British experts said the findings showed that people with migraines need to adopt "healthy" lifestyles - and to be aware of the risk of suffering heart attack or stroke.

The researchers estimated the risk of death from heart disease and all causes among people with migraine in mid-life, using figures from the Reykjavik Study of 18,725 men and women born in 1907-35 and followed for a mean of 26 years.

Results are published on the website of the British Medical Journal.

People with migraine with aura were found to be at a 21 per cent increased risk of death from all causes, and a 27 per cent raised risk of death from coronary heart disease or stroke. Those with migraine without aura, or non-migraine headache, were not at an increased risk.

The authors conclude: "Migraine with aura is an independent risk factor for cardiovascular and all cause mortality in men and women." But they add that the individual risk faced by migraine sufferers is low and may be reduced by concentrating on the usual risk factors.

Judy O'Sullivan, a nurse specialist at the British Heart Foundation, said: "Like everyone else, those affected should be vigilant when it comes to spotting signs of a heart attack, and should call 999 for an ambulance immediately if they?re worried.
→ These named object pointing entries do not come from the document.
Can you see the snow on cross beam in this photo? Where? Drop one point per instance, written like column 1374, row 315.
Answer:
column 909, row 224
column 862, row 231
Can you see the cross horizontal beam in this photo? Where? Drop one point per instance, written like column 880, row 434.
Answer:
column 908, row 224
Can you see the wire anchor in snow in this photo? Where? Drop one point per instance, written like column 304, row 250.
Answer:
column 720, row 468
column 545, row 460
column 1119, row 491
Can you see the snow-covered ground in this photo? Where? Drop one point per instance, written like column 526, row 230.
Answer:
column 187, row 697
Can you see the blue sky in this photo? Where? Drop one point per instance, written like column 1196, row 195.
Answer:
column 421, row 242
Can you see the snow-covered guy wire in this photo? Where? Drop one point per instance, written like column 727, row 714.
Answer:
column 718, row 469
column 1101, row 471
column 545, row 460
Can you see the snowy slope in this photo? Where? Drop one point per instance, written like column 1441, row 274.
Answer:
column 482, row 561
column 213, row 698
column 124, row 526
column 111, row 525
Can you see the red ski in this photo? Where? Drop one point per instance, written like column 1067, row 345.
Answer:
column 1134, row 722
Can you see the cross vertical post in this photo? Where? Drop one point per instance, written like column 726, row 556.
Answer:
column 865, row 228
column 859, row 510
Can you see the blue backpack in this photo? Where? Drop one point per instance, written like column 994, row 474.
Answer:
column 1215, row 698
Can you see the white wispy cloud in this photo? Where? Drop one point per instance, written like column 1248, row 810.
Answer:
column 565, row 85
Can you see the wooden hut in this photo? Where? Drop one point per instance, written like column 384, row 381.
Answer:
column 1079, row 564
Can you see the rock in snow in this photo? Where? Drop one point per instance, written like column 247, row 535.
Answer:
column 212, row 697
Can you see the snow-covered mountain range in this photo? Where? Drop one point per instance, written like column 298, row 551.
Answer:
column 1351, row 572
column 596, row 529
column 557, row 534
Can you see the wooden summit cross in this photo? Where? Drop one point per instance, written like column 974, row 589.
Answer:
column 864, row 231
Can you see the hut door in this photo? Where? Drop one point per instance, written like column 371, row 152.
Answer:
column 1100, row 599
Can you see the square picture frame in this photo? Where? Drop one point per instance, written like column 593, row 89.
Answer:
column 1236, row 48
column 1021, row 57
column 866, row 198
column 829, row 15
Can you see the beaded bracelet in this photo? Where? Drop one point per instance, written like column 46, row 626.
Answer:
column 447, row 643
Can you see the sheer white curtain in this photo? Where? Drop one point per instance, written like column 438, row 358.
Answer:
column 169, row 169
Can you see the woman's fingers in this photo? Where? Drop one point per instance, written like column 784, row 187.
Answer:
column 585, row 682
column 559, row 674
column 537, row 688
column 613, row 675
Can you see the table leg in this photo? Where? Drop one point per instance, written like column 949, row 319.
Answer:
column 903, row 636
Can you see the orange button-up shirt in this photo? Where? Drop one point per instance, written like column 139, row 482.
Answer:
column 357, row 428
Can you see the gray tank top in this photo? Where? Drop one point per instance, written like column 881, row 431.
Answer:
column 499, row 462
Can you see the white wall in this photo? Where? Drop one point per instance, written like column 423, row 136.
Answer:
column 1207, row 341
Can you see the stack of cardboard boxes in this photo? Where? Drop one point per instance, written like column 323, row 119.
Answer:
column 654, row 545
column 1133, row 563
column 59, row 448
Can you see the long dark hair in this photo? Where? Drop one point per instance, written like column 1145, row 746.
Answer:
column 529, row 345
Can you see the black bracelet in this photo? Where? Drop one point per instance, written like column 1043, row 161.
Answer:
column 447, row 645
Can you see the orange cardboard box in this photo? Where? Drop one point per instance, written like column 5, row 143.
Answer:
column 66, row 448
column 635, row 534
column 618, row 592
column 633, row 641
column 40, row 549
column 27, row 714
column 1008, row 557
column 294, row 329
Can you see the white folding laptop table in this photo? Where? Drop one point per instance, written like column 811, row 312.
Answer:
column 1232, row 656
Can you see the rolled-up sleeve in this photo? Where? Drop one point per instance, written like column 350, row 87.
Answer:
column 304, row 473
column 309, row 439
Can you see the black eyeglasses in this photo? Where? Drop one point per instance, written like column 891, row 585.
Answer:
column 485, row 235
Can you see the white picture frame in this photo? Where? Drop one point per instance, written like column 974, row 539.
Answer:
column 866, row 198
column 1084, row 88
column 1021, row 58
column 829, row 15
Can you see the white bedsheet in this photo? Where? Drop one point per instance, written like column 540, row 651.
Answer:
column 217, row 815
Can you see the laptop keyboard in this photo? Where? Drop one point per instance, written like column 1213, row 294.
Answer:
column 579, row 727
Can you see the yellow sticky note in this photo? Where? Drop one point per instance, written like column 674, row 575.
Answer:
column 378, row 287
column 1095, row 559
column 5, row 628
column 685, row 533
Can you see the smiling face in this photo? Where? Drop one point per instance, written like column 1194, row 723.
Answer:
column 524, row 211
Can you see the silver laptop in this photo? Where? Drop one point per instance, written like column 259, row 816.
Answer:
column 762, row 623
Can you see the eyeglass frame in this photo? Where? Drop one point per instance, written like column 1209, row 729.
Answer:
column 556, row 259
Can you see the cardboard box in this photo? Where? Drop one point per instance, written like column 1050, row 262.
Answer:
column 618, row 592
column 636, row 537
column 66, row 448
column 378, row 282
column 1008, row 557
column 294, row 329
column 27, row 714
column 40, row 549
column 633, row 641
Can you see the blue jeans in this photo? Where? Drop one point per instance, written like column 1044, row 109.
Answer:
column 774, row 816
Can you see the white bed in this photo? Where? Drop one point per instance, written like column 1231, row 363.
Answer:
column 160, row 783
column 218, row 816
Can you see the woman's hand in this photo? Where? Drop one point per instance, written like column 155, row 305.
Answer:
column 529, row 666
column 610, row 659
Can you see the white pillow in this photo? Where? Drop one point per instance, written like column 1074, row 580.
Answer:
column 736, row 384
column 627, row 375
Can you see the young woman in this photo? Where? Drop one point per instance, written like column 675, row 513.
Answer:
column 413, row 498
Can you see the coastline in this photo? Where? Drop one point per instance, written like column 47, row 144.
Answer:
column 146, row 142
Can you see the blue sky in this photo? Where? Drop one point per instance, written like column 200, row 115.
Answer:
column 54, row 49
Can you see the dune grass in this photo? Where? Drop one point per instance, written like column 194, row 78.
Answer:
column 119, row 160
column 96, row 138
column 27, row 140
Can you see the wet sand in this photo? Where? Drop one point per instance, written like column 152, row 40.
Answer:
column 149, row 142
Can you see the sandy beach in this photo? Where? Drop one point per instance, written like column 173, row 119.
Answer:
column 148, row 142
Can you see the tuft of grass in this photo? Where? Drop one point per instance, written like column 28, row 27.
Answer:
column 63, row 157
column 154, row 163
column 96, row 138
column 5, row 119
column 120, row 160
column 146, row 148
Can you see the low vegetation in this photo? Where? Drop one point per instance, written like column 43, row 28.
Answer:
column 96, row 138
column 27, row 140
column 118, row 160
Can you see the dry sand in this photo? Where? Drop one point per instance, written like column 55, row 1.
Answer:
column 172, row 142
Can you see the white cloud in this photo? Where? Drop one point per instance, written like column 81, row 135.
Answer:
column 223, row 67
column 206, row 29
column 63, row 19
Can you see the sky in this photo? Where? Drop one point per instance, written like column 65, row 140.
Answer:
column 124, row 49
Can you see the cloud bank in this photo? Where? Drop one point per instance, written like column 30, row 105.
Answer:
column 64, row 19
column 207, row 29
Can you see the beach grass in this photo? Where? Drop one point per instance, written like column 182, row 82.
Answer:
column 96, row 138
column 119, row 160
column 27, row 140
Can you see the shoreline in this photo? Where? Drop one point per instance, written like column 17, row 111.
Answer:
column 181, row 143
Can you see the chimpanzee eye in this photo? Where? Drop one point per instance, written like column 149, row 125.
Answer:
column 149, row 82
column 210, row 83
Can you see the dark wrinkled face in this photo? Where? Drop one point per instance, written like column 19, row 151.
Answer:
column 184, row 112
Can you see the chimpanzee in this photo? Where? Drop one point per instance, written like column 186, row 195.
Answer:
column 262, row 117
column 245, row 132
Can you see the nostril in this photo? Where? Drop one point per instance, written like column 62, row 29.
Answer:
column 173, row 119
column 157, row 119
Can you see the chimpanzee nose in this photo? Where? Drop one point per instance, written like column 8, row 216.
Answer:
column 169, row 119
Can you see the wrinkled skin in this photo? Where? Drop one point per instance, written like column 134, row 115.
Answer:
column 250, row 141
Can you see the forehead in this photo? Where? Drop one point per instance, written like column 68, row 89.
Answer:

"They should also reduce their risk of heart disease in the future by avoiding smoking, regularly exercising and eating a balanced diet."

* A further study in the journal, based on 27,860 women, suggests the risk of haemorrhagic stroke - caused by bleeding in the brain - is more than doubled among those with migraine with aura. Dr Tobias Kurth of the hospital de la Pitie-Salpetriere in Paris, France, says this finding needs confirmation.

In an editorial, Dr Klaus Berger of the University of Muenster, Germany, says the results are still conflicting. "For many people, the information will cause an unwarranted amount of anxiety," he writes.

Gudmundsson, L. S. et al. Migraine with aura and risk of cardiovascular and all cause mortality in men and women: prospective cohort study. The British Medical Journal, 2010;341:c3966.

Kurth, T. et al. Migraine and risk of haemorrhagic stroke in women: prospective cohort study. The British Medical Journal, 2010;341:c3659.

Berger, K. and Evers, S. Migraine with aura and the risk of increased mortality. The British Medical Journal, 2010;341:c4410.